Howard, at the Vermont State Employees' Association, said those constraints are surmountable. "The corrections department could buy a bus," he said.
Stefan LoBuglio, director of corrections and reentry for the Council of State Governments' Justice Center, said reentry programs have proven effective and can be offered in a variety of settings, with or without access to community jobs. The key is to provide intensive, highly tailored assistance to each inmate, he said. That means helping some offenders learn how to hold a job and educating others on strategies to stay sober.

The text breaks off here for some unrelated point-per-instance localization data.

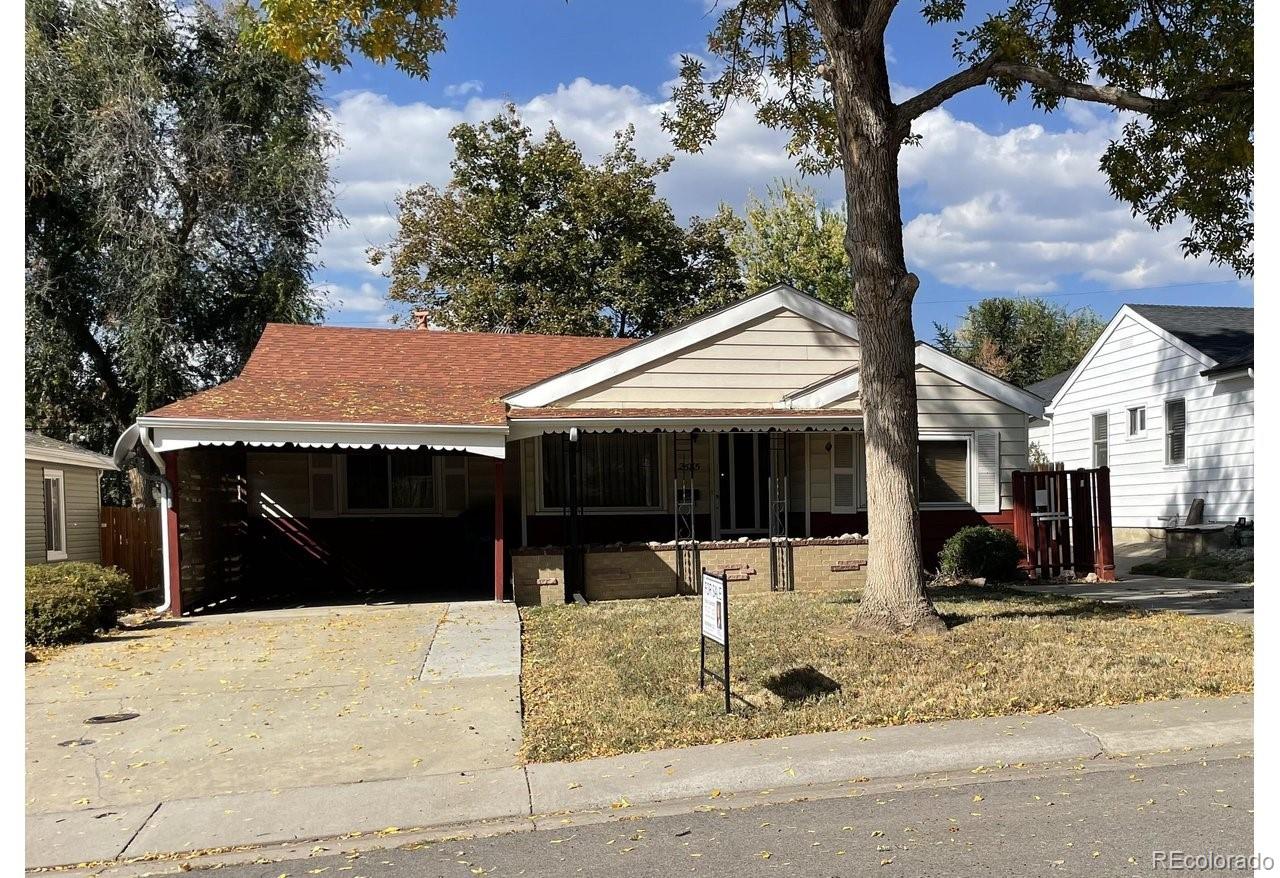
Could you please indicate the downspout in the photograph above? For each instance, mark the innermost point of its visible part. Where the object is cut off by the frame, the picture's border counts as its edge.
(122, 448)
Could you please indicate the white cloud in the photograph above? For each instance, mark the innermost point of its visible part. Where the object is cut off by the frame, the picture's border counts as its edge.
(1020, 210)
(1013, 211)
(464, 88)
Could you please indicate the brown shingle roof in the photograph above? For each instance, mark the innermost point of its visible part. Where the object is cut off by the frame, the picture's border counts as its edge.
(387, 375)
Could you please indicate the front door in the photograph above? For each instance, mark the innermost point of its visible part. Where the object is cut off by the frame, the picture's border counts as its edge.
(741, 484)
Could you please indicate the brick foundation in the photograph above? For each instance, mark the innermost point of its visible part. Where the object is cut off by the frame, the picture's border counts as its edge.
(648, 570)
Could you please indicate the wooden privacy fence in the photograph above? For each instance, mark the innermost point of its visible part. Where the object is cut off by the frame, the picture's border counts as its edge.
(131, 540)
(1063, 521)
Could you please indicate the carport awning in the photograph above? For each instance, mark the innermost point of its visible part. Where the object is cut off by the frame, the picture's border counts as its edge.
(174, 434)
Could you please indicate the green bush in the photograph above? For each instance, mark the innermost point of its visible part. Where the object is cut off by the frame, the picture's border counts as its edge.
(981, 553)
(67, 603)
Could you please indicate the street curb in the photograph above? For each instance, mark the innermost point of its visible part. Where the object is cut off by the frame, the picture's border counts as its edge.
(540, 794)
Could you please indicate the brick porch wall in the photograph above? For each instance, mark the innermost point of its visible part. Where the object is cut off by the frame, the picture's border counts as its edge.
(641, 570)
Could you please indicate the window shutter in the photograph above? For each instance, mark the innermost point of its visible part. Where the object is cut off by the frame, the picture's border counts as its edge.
(844, 485)
(455, 474)
(987, 451)
(324, 486)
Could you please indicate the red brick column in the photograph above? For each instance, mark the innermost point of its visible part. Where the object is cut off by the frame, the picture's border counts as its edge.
(498, 549)
(170, 524)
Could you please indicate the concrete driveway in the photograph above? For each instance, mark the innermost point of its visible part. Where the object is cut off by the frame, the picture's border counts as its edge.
(1230, 602)
(272, 700)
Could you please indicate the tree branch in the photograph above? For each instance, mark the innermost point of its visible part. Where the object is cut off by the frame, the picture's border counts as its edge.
(938, 94)
(990, 68)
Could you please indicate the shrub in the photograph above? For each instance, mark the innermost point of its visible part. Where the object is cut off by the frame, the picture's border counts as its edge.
(67, 603)
(981, 552)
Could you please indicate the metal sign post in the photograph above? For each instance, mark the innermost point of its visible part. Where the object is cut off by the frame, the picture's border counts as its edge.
(716, 629)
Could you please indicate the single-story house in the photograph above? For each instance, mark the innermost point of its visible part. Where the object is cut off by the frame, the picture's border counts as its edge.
(544, 466)
(1165, 399)
(64, 501)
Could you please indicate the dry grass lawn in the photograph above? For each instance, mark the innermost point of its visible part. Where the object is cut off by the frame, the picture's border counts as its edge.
(622, 676)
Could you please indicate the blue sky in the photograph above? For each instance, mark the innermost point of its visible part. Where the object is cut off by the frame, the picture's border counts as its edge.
(1000, 199)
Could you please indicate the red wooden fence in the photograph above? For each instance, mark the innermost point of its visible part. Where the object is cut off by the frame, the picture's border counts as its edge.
(131, 540)
(1063, 520)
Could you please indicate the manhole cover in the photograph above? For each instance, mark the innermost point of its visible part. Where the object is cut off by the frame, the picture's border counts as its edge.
(110, 718)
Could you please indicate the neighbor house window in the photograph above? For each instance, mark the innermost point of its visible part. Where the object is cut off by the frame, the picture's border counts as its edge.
(1175, 431)
(391, 481)
(617, 470)
(944, 471)
(1100, 439)
(55, 516)
(1137, 421)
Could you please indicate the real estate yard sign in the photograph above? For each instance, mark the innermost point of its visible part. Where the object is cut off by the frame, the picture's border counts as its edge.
(714, 629)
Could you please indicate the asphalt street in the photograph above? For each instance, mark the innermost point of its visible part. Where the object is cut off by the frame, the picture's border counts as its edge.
(1079, 823)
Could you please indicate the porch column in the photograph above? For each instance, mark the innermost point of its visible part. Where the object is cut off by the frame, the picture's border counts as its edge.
(170, 525)
(498, 553)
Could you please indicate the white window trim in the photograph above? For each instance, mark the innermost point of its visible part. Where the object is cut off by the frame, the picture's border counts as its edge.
(1093, 442)
(1139, 434)
(859, 475)
(56, 554)
(1164, 433)
(423, 512)
(662, 508)
(970, 469)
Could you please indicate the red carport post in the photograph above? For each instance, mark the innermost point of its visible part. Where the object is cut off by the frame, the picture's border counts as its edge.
(170, 524)
(498, 553)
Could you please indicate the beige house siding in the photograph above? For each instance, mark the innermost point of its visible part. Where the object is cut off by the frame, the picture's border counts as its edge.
(753, 366)
(80, 485)
(945, 406)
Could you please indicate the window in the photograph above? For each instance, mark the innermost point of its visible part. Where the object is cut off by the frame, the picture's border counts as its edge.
(618, 470)
(55, 516)
(844, 475)
(1100, 439)
(391, 481)
(1137, 421)
(944, 471)
(1175, 431)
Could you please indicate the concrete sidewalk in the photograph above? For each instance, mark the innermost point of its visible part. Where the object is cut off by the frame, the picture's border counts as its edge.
(693, 773)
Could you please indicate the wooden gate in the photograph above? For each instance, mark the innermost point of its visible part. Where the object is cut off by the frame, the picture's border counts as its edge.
(131, 540)
(1063, 520)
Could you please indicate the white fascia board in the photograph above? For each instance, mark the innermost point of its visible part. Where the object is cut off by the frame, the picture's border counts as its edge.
(673, 341)
(824, 393)
(1125, 311)
(836, 420)
(978, 380)
(87, 460)
(176, 434)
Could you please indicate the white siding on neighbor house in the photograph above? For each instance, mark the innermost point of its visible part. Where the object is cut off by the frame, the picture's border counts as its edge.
(945, 407)
(1137, 366)
(83, 517)
(753, 366)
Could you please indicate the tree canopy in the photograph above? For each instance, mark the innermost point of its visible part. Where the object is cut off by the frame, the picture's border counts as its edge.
(529, 237)
(177, 187)
(787, 236)
(1020, 339)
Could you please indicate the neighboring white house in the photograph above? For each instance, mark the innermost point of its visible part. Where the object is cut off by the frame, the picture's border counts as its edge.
(1165, 398)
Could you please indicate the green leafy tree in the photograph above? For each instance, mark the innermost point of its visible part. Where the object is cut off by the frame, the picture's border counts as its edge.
(530, 238)
(1023, 341)
(177, 187)
(817, 69)
(790, 237)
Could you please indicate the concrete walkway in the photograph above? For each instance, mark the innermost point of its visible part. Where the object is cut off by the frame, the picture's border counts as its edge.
(549, 792)
(263, 726)
(1229, 602)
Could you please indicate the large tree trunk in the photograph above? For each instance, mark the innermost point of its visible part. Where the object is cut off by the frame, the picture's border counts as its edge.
(895, 597)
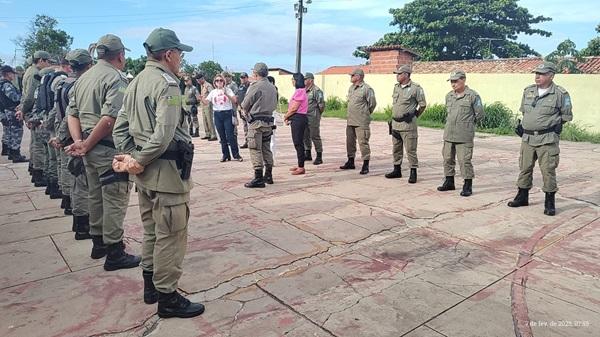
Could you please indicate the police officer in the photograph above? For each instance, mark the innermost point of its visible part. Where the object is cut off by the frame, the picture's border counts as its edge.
(207, 115)
(464, 110)
(12, 124)
(545, 107)
(31, 80)
(241, 94)
(153, 157)
(259, 104)
(361, 104)
(316, 106)
(408, 103)
(93, 107)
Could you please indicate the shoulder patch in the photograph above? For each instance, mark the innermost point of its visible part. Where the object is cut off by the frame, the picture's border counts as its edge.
(170, 80)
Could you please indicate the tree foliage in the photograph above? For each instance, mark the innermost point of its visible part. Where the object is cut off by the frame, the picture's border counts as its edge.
(135, 66)
(43, 35)
(461, 29)
(593, 48)
(566, 56)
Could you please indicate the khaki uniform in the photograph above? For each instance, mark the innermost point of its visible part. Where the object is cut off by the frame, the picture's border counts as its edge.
(312, 134)
(207, 115)
(406, 100)
(541, 113)
(98, 93)
(361, 104)
(147, 131)
(260, 102)
(463, 113)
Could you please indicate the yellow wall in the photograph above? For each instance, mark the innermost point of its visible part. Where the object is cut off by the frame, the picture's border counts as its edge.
(505, 88)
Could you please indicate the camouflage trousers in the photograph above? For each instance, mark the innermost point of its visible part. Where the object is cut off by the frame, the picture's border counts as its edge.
(405, 140)
(547, 156)
(38, 149)
(12, 131)
(312, 133)
(464, 153)
(165, 219)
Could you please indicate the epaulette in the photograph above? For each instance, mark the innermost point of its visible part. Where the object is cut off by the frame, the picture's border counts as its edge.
(170, 80)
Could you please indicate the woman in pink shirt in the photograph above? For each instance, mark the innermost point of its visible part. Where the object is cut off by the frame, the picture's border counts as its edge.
(296, 116)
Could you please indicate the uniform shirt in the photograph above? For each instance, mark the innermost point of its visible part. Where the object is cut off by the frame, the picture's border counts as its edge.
(10, 91)
(151, 118)
(407, 99)
(97, 93)
(544, 112)
(361, 104)
(316, 100)
(189, 96)
(261, 99)
(463, 112)
(30, 83)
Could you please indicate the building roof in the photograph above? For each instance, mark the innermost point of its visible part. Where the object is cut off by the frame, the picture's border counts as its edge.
(500, 66)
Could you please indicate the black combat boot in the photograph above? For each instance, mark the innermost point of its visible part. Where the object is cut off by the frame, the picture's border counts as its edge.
(448, 184)
(82, 229)
(549, 207)
(413, 176)
(117, 258)
(319, 159)
(396, 173)
(39, 180)
(268, 174)
(150, 293)
(16, 157)
(98, 248)
(55, 192)
(349, 165)
(175, 305)
(365, 168)
(307, 155)
(521, 199)
(257, 182)
(467, 188)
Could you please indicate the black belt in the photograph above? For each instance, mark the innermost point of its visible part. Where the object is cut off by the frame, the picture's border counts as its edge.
(167, 155)
(539, 132)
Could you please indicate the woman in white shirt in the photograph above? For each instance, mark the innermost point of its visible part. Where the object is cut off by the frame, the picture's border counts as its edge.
(222, 100)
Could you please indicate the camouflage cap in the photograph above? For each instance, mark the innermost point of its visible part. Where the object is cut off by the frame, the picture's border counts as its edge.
(110, 42)
(357, 71)
(41, 54)
(405, 68)
(457, 75)
(545, 67)
(7, 69)
(79, 56)
(261, 69)
(161, 39)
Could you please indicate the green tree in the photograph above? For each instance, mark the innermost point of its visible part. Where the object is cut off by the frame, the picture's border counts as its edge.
(209, 69)
(135, 66)
(43, 35)
(593, 48)
(566, 56)
(461, 29)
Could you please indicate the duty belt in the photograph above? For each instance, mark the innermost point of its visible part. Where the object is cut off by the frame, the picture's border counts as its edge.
(539, 132)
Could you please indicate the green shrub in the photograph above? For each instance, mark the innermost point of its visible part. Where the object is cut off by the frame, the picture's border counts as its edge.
(335, 103)
(497, 116)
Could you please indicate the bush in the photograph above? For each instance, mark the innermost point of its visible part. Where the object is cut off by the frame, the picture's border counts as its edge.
(335, 103)
(497, 116)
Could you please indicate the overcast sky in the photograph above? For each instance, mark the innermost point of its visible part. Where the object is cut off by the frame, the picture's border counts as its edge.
(239, 33)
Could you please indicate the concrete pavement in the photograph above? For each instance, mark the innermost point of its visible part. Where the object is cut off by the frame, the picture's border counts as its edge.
(330, 253)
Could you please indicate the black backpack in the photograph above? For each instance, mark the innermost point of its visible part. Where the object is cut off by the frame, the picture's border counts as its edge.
(46, 97)
(5, 102)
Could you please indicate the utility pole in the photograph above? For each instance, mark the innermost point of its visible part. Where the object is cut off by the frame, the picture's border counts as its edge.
(300, 11)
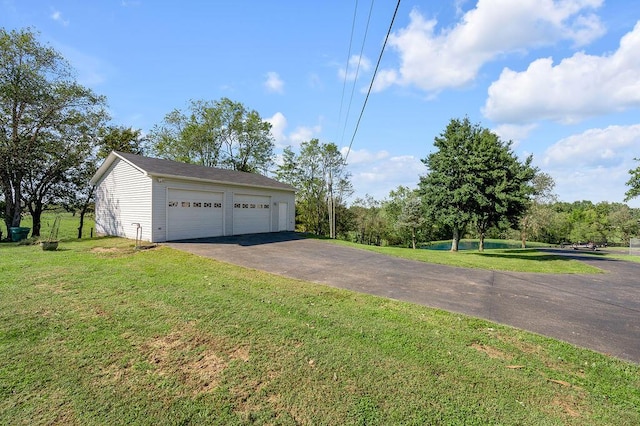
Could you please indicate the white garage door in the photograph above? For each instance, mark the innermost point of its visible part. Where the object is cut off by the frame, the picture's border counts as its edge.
(194, 214)
(251, 214)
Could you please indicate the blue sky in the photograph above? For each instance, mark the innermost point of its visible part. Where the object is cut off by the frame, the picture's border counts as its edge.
(561, 79)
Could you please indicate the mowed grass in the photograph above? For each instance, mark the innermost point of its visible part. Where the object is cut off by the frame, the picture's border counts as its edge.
(514, 260)
(98, 333)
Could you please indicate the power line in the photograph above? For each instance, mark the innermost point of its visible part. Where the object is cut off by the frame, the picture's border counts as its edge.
(346, 73)
(372, 80)
(355, 79)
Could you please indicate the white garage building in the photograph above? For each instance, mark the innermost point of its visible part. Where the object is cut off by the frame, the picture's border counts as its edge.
(167, 200)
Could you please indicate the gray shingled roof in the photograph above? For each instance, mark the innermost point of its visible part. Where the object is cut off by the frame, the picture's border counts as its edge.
(166, 168)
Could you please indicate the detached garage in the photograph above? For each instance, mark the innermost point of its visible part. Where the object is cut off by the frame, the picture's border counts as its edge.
(167, 200)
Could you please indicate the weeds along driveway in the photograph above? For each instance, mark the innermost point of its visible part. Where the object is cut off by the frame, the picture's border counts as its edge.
(600, 312)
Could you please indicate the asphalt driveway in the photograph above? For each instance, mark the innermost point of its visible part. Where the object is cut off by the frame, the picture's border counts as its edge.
(600, 312)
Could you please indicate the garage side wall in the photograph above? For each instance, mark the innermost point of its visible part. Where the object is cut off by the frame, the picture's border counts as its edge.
(123, 197)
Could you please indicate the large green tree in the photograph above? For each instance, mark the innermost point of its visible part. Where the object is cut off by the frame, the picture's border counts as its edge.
(538, 213)
(448, 187)
(221, 133)
(633, 183)
(46, 123)
(474, 177)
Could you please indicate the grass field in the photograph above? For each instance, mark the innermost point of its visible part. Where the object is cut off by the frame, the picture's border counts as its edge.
(68, 225)
(515, 260)
(98, 333)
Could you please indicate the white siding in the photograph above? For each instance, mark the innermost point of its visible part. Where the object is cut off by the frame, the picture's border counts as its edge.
(123, 197)
(126, 195)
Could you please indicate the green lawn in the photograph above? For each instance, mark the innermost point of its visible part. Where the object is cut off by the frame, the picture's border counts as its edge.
(518, 260)
(98, 333)
(68, 225)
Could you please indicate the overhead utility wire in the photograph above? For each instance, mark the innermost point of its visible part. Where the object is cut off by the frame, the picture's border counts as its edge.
(355, 79)
(346, 73)
(372, 80)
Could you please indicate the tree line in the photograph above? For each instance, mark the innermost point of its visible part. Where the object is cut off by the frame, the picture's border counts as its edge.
(54, 133)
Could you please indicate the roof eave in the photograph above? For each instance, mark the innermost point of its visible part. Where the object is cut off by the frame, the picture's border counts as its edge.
(223, 182)
(113, 155)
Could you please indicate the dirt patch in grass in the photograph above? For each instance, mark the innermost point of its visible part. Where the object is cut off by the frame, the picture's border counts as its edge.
(571, 405)
(492, 352)
(197, 360)
(112, 251)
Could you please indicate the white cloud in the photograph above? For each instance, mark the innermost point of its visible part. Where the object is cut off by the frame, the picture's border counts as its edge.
(274, 83)
(595, 148)
(514, 132)
(593, 165)
(580, 86)
(300, 134)
(56, 15)
(356, 66)
(378, 173)
(433, 60)
(304, 134)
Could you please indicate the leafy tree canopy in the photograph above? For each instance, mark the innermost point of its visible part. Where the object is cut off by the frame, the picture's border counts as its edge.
(221, 133)
(47, 123)
(474, 177)
(633, 183)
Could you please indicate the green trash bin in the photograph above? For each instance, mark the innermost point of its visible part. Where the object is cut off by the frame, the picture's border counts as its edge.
(19, 233)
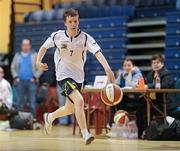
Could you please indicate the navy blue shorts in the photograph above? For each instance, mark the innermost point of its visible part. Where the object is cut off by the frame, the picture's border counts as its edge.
(68, 85)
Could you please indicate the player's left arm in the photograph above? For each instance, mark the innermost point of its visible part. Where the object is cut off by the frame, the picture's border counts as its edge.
(100, 57)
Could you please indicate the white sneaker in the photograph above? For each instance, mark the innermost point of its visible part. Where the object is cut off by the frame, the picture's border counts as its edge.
(47, 125)
(88, 139)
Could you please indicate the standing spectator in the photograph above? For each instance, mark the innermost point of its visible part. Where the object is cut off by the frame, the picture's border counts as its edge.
(25, 75)
(130, 76)
(166, 81)
(5, 91)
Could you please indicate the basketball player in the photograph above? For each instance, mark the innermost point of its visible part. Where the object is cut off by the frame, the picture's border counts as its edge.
(70, 57)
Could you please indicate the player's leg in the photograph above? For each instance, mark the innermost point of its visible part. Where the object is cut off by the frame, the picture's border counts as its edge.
(67, 109)
(77, 98)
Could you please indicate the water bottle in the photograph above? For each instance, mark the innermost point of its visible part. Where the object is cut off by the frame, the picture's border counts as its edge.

It remains to be seen whether that's the prison's future. Aided by the report Menard is scheduled to produce by November, legislators expect to make a decision next year.
There is no shortage of ideas about other potential uses for the old prison farm.
Marsh, the town manager, said the property holds a lot of potential because it includes prime agricultural land, municipal sewer hookups, a new water storage system and solar panels. The Southeast State buildings are assessed at $5.1 million, he said.
"Could somebody be creative there?" he asked.
Coxon, the retired Southeast State superintendent, thinks the state should move the women's prison population there. Dalton, of Vermonters for Criminal Justice Reform, would like to see drug treatment offered.
Emmons noted that the state is under pressure to replace its temporary Middlesex psychiatric hospital and Essex's Woodside Juvenile Rehabilitation Center. She would like to consider moving those programs to the campus, along with the reentry facility.
"We're seeing Windsor as a real asset," she said. "We're not willing to let go of that asset."